Gerçeğin ötesinde bir bölge: Kapadokya

02.05.2019 | 11:01

KappadokiyaÇoğumuz için Türkiye, sıcak denizi, uzun kumsalları, "herşey dahil" sistemi ile çalışan kaygısız otelleri ve gürültülü şehir pazarlarıyla özdeşleştirilir. ‘Türkiye’de tatil’ konusunda iyi bir tecrübeye sahibiz ve belki de her birimizin Türkiye’de meşrebine göre seçtiği bir şehir bile var. Adeta tatil yapmak için yaratılmış Türkiye’de her şey o kadar iyi ki, beklenmedik, esrarengiz, gizemli yani tamamen farklı bir Türkiye'nin var olduğunu düşünmüyoruz bile…

Bir gün Instagram'da sayılması imkansız parlak balonlarla dolu bir fotoğraf gördüm. Şeffaf gökyüzünde, tuhaf kayalıkların arasında pitoresk bir manzaranın üzerinde yavaşça uçuyorlardı. Her şey o kadar mükemmel görünüyordu ki fotoğrafın gerçek olmadığını sandım. Bu muhteşem yer dünyanın neresinde olabilirdi? Balonlar adeta bizi kendisine çeken bir turist mıknatısı gibiydi. Karar derhal alındı! Buraya derhal gidiyoruz! Yani Kapadokya’ya…

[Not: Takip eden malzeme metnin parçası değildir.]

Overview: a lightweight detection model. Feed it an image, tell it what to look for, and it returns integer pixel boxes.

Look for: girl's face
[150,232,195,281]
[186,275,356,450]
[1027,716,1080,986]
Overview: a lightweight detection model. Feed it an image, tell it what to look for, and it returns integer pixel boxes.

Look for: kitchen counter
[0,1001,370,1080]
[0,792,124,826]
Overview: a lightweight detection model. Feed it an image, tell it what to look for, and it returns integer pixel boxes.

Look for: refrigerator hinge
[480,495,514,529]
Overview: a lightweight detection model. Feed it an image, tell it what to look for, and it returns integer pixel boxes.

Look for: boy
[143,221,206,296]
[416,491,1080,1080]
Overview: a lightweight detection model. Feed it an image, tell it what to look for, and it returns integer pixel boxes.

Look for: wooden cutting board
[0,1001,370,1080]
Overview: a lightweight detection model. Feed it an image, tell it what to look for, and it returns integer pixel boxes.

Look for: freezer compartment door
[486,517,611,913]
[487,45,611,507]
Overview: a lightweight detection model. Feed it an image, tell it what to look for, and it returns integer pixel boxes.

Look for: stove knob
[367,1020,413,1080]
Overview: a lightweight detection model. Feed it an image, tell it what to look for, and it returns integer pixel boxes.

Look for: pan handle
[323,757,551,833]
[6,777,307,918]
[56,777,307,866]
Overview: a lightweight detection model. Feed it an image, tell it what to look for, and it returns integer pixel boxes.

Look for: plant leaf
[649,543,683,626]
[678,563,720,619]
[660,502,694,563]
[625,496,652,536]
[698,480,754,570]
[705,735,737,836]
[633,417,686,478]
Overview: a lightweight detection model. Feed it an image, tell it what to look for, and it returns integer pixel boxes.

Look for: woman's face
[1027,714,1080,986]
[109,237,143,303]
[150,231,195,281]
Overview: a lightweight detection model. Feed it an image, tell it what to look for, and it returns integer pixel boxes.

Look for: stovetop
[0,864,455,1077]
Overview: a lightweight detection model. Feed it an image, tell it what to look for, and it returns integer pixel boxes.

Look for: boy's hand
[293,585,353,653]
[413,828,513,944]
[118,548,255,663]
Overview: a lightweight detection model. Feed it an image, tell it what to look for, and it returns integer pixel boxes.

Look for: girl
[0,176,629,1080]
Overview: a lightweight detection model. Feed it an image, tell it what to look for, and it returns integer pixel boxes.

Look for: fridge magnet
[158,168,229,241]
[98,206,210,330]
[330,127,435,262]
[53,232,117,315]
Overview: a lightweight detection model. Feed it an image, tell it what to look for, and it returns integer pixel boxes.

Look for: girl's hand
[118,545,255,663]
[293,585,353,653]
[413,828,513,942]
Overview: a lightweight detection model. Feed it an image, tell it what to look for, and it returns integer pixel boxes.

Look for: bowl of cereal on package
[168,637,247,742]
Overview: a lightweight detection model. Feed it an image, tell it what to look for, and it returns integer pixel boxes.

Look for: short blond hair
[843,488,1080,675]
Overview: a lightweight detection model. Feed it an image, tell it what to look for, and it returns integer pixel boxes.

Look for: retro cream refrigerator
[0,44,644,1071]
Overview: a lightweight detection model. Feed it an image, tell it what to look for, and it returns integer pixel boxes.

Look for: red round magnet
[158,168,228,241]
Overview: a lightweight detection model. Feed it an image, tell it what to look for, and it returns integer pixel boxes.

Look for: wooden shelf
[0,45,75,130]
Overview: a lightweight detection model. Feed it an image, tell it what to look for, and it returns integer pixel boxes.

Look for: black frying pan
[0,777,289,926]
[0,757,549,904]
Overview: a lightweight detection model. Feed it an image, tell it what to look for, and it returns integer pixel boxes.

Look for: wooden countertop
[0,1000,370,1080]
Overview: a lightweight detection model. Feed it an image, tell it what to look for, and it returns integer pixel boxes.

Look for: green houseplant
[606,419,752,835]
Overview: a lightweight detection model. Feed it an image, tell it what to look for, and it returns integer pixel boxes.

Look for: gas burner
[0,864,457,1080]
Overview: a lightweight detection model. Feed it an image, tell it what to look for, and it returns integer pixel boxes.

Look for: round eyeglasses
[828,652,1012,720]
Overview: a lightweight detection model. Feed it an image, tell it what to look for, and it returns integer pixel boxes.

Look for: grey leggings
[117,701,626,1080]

Uçuşumuz bir aktarmalıydı. Minsk'ten İstanbul'a, sonra da İstanbul'dan Kayseri şehrine kadar uçtuk ve oradan arabayla 90 km.’lik bir yolculuktan sonra Göreme’ye geldik. Otele vardığımızda sabah olmuştu. Otele girer girmez hemen resepsiyon görevlisine balonların uçuş saatlerini sordum. Fakat şansımıza o gün havanın balon gezisi için uygun olmadığını öğrendim. Burada özel cihazlar hava durumunu izliyor ve balon seyahatinin mümkün olup olmadığı hakkında bilgi veriyor. Güvenliğe çok fazla dikkat edildiğinden, enhafif bir rüzgar bile uçuşun iptaline neden olabiliyor. O yüzden böyle bir gezi düşünürseniz iki günlük bir hafta sonu tatili yerine işinizi garantiye almak için en az beş günlük bir seyahat planı yapmanızda fayda var.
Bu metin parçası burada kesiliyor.